Inorganic scales are a significant production issue with extensive inorganic scales observed in many Brazilian offshore fields and is also a worldwide phenomenon resulting in considerable productivity impairment. With the intervention of more sophisticated downhole tools such as inflow control devices (ICDs) and inflow control valves (ICVs), increased shear stresses are experienced in the wellbores near these devices resulting in an increased risk of scale formation and adherence even under very mild levels of oversaturation. The impact of scaling on or near ICDs or ICVs will have a dramatic impact on productivity since scaling would form in the wellbore itself.

In this work we have focused on downhole carbonate scaling under Petrobras new deepwater field conditions where the drawdown in the near wellbore area results in oversaturated brine systems. Downhole conditions have been modeled and closely simulated in the laboratory to ensure that laboratory conditions closely match the mild level of over saturation expected due to drawdown such as the ones present in ICV orifices.

The work initially examines the relationship between increased shear and scaling examining both bulk scaling (homogeneous precipitation) as well as the relationship between shear and surface scaling. The results show that there is interdependence between bulk and surface precipitation as a function of increased shear. In addition the work examines a range of different materials of construction commonly used in ICVs including different metallurgies, and different surface finishes as well as coatings specifically designed to minimise the potential for scaling.

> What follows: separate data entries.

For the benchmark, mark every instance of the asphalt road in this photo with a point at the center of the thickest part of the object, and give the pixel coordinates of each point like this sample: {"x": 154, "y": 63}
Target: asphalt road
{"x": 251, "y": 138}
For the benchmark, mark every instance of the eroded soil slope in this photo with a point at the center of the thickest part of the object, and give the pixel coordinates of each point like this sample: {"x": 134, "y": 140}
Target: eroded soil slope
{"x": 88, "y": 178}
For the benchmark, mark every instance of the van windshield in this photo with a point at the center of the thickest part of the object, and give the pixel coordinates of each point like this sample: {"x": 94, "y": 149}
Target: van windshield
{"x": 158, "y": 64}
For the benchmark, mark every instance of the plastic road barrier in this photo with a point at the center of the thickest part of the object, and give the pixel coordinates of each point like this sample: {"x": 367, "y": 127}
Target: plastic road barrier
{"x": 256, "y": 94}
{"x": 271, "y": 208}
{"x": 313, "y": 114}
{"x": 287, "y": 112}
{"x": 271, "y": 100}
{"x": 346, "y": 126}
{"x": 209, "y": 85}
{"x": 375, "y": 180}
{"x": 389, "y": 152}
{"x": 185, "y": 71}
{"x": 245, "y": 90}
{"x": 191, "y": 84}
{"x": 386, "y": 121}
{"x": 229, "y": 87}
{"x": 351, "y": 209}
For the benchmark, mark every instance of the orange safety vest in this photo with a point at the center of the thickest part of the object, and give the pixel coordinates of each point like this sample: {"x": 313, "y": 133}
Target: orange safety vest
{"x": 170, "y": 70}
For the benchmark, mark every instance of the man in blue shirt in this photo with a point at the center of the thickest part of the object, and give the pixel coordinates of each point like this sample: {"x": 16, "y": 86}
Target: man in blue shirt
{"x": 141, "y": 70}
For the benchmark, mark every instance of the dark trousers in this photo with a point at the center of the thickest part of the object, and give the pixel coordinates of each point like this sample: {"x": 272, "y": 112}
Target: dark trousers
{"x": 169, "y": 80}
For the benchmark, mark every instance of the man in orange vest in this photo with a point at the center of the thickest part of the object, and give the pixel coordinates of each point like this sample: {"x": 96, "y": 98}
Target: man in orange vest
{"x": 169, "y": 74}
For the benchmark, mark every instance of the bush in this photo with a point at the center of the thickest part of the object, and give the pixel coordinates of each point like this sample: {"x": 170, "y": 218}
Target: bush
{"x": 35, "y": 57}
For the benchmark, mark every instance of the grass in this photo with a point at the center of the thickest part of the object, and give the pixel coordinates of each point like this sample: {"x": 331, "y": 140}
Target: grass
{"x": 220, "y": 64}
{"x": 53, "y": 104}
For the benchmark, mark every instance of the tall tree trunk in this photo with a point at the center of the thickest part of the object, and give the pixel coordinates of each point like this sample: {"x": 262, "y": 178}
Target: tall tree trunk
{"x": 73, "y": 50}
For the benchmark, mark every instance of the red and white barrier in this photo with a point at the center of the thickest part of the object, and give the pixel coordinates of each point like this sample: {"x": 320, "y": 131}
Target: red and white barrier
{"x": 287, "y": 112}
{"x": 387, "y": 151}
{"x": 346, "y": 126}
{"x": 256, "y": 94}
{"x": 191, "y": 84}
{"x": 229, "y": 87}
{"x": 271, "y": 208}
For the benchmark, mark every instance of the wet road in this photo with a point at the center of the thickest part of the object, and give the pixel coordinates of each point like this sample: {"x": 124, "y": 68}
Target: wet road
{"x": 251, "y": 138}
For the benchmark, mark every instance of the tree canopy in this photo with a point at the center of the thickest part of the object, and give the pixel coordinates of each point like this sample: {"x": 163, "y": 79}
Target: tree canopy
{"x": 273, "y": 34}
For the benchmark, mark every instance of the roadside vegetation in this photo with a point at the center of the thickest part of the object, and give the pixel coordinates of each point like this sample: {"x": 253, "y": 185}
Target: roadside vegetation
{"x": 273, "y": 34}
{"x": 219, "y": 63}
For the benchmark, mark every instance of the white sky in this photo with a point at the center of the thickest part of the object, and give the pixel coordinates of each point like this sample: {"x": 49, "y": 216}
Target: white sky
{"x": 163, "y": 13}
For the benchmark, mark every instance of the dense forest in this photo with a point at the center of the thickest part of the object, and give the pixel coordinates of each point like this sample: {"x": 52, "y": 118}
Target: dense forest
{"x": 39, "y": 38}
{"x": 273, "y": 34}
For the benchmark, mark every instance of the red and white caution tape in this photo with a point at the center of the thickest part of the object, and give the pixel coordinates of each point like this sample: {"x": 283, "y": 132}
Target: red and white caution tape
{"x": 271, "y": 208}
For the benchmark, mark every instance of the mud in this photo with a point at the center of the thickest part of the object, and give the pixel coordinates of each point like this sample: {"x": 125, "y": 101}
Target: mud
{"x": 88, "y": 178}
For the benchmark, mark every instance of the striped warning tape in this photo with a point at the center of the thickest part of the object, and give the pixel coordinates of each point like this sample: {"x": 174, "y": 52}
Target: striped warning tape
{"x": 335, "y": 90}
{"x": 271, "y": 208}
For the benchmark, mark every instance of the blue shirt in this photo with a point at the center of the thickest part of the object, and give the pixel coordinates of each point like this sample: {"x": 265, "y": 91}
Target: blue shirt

Work at a variety of shear conditions clearly shows the potential to minimise surface scaling by careful material selection and / or by the use of specially formulated surface coatings. A mock valve has also been designed and commissioned to allow testing of the potential for scaling under realistic downhole flow conditions at representative downhole temperatures and pressures. Preliminary work using this more representative " pilot" test design is also discussed.